Looking at the other sites [in comparison], the Market site’s not perfect, but it’s not perfect that people have to live in tents. I don’t think the perfect site exists. The concern that it’s next to a bar and a liquor store, and the concerns that’s it’s going to house people who are wandering around drunk and on drugs—we build all kinds of housing next to liquor stores and bars. If you are an alcoholic, you’re going to walk three blocks to the liquor store. The fact that it’s next to the Locks and tourists are going to have to see homeless people, well, we have a lot of homeless people in Seattle. I don’t think it’s going to diminish tourism in Ballard or make it so that no one rents out the VFW hall. Tent City is probably not the vision for Market Street but we’re not talking about a permanent encampment. I think people will be fine renting out the VFW hall next to the tent encampment. Churches have events even when they are hosts to homeless encampments.
[The first community meeting was] a pretty one-sided bunch of people. They’re spreading fear around because they’re pissed. I get that. People feel that they were not part of the process. People need to have a better process so that they can’t point to the process and then say, “I’m just opposed to this because we weren’t informed.”
They all say no one’s against the homeless. There’s just no one willing to host them next to their houses. Absolutely, we need housing, and we’re building housing. We’ve built thousands of units of affordable housing in the last ten years. But we’ve got 3,000 people living on the streets. We’re now in a booming economy and we have more people on the streets and more and more people losing housing. It used to be cyclical. Now it’s not. Our economy is producing conditions where people cannot survive.

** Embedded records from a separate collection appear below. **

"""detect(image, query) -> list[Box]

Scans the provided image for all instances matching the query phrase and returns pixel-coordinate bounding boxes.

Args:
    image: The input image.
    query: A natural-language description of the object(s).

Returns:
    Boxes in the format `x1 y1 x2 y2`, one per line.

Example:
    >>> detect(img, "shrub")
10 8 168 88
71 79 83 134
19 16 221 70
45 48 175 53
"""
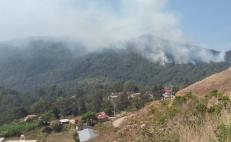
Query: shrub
196 102 207 112
173 96 187 105
218 96 229 107
216 123 231 142
208 105 222 114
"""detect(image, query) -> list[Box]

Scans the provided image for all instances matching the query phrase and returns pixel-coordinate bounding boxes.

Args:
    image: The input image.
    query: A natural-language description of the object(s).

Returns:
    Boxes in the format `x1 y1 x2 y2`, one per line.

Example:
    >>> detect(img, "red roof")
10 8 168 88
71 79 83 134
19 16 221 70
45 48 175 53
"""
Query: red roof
96 112 109 121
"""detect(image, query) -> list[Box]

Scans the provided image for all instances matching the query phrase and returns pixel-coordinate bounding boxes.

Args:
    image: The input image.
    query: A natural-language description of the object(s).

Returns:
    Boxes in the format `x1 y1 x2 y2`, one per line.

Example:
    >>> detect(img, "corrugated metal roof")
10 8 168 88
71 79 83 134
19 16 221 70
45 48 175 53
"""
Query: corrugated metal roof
78 128 97 142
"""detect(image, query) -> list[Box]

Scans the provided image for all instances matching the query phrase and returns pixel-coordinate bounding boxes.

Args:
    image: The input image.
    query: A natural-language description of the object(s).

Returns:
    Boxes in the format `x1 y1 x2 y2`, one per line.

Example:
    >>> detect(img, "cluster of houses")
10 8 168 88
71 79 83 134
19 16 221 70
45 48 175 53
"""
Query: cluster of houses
0 135 37 142
0 87 174 142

ECB: In the recent HALA discussions, you were one of the first council members to question whether homeowners had enough of a say in one of the recommendations, which would have allowed a broader diversity of housing forms, including duplexes and townhouses, in single-family areas. Have your views on density shifted?

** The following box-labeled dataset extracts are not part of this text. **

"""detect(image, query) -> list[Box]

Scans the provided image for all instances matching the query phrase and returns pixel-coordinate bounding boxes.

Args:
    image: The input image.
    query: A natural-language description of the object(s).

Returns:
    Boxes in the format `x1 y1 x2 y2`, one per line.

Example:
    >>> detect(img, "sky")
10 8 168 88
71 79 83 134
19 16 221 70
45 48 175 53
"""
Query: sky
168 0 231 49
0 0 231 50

MO: I have not changed my position on single-family. I have always been in favor of backyard cottages and mother-in-laws. There was some discussion about whether we should rename [single-family]. I supported that idea. I supported the idea that single-family homes could have three units—a house, a detached accessory dwelling unit, and a rental unit in the basement.
I’m not open at all to the notion of tearing down single-family homes and building duplexes and triplexes in their place. It’s not central to [creating] 20,000 affordable units or 40,000 market-rate units.
We’re not ready to have a conversation in this city around converting all single-family zones to multifamily. I think people are very open to backyard cottages and mother-in-laws. That’s a shift. Five years ago or ten years ago, they were very threatening. Not only do I hear people saying they’re okay with it, but I think there is room for us to change some of the regulations about zoning and density. Folks do have some concerns [about allowing other types of density], and they deserve to have a say, especially on bulkiness. People have a right to have a say in the process, because it’s a democracy, and the city is not run by 11 elected officials who just do what we think is best. We have a feedback loop called elections, and the pendulum does swing.
[HALA] can still be something that really brings the community together in a powerful way. The rollout of HALA was not great. The discussion has been about what we are going to do in single-family neighborhoods. But that’s not what is going to contribute most to affordability. Mandatory inclusionary zoning is supposed to produce 6,000 affordable units. That’s what we’re working on.